Graj twardo (Craven)
Gość pisze rewelacyjnego erpega, zdobywa za niego Origins. Dwa lata później powtarza ten wyczyn. Może stać się nadętym bufonem i zmanierowanym trepem. Ale jedno wydaje się pewne – musi być świetnym MG. Skoro ma takie wyczucie konwencji, potrafi wybornie wyciągnąć to, co najlepsze z klimatów płaszcza i szpady, a wcześniej z kimona i katany, przyprawić to ciekawym światem i mechaniką, to przecież chyba musi też rewelacyjnie prowadzić? Po lekturze Graj twardo mam ogromne wątpliwości. Wick może pisał pod publiczkę, może ma złego bliźniaka albo jego erpegi i jego prowadzenie to totalnie odmienne rzeczy.

Graj twardo to paskudna książka. Przynajmniej w pierwszej połowie. John Wick nasycił ją masą porad, które mogę określić tylko jako toksyczne.
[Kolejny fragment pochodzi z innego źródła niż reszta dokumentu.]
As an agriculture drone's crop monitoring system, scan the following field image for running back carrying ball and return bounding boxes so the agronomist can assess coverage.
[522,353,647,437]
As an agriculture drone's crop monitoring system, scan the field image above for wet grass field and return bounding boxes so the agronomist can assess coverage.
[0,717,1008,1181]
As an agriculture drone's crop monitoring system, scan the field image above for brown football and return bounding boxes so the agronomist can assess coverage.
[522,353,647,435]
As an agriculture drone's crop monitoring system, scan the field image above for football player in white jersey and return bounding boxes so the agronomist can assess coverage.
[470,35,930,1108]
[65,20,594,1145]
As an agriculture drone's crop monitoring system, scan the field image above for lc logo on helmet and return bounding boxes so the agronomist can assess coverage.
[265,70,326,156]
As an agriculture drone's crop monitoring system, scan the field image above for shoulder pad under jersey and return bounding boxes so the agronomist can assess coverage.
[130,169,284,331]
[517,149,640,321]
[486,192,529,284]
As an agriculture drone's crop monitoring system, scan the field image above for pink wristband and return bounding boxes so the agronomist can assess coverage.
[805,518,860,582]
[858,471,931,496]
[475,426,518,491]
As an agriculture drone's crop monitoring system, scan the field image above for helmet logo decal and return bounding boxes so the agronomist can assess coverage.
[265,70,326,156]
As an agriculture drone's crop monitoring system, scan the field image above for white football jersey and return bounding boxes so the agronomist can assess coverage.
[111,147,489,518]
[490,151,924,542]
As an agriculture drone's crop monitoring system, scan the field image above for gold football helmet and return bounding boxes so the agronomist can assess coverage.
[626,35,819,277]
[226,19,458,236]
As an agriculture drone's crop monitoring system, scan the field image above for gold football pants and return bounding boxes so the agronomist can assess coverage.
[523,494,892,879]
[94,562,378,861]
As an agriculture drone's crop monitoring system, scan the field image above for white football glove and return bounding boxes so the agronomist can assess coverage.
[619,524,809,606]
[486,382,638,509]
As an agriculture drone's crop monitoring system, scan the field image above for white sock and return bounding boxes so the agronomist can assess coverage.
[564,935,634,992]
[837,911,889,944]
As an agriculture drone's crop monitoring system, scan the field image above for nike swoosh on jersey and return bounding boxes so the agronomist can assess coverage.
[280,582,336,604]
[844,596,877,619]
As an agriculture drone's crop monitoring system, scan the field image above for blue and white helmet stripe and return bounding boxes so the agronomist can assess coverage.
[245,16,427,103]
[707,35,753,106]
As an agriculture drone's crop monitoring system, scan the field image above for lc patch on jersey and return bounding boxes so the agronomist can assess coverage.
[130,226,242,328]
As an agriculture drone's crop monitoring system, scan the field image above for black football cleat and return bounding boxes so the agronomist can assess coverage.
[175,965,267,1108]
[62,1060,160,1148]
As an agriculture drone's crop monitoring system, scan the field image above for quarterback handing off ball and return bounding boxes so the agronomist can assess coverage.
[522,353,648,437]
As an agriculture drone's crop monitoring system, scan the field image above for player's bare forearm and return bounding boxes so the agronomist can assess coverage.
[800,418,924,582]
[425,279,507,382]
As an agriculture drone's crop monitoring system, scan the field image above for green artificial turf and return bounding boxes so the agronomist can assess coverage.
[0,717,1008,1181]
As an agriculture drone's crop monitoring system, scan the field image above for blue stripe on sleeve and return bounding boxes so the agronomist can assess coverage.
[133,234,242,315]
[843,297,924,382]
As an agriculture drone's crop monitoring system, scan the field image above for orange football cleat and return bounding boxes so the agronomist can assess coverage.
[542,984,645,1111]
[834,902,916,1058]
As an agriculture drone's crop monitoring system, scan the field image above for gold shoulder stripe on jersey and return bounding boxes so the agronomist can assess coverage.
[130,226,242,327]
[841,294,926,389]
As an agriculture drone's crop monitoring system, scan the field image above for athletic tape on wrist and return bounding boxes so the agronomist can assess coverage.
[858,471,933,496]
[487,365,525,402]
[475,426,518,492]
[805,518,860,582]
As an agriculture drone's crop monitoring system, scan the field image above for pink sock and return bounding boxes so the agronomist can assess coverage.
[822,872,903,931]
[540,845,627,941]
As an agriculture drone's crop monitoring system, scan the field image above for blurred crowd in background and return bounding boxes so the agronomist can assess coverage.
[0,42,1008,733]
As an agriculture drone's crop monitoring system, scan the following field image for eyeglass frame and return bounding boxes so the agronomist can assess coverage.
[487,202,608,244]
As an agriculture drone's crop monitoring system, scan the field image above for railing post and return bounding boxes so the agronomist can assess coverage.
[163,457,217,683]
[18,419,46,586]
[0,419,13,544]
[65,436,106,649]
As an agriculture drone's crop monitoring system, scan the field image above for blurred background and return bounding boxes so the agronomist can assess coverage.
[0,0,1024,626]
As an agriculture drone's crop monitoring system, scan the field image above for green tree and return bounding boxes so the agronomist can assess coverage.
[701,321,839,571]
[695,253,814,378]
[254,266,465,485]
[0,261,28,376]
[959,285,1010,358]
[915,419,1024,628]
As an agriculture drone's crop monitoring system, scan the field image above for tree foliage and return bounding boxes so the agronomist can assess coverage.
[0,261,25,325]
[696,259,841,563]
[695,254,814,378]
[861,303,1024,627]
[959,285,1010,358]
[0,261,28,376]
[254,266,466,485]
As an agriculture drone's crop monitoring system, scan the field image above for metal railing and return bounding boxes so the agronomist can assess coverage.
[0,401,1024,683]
W kilku miejscach się asekuruje, serwuje kilka sugestii, łagodzących wizerunek MG tyrana i sadysty, ale trudno uwierzyć, że sam je stosuje. Na szczęście kolejne artykuły Wicka robią się mniej wywrotowo-szkodliwe, a wręcz mają kilka ciekawych rad i pomysłów. O zbiorze tekstów Johna Wicka z 1999 i 2000 roku słyszałem wcześniej, ale nie znałem jego tytułu. Po szoku wywołanym lekturą mogę jedynie zaproponować zmianę tłumaczenia na właściwsze: Play DirtyGraj nieczysto. Przyjrzyjmy się kilku myślom, które przedstawił w swoich artykułach twórca Legendy Pięciu Kręgów i 7th Sea.


Wredny killer Wick

"Uderzaj tam, gdzie naprawdę boli" – tak zaczyna się cykl. MG John chwali się swoją reputacją. Nie za niezwykłe opisy, nie za świetnych BNów czy przewrotne intrygi. Zabija postaci. Kiedy gracz przychodzi do niego z nową postacią, pierwsze czego szuka to jego słabych punktów. Wprowadza go na sesję i do kampanii z myślą jak go zniszczyć. Pierwszy rozdział mówi o tym, jak załatwić bohatera gracza, używając jego wad i zalet. John chwali się, jak każda wada może mu posłużyć do zabicia lub zniszczenia bohatera. Nie do uatrakcyjnienia gry dodatkowymi komplikacjami – to za mało. Gracz zainwestował punkty w zaletę? No to dopiero mu dopieczemy! Niech się chwilę pocieszy. Zaleta "Szczęście"? OK. Wystarczy żeby każdy fart trwał ułamek sekundy i owocował jeszcze większym pechem. Rzut był poprawiony? No to już nie ma podstaw, żeby gracz czuł się oszukany.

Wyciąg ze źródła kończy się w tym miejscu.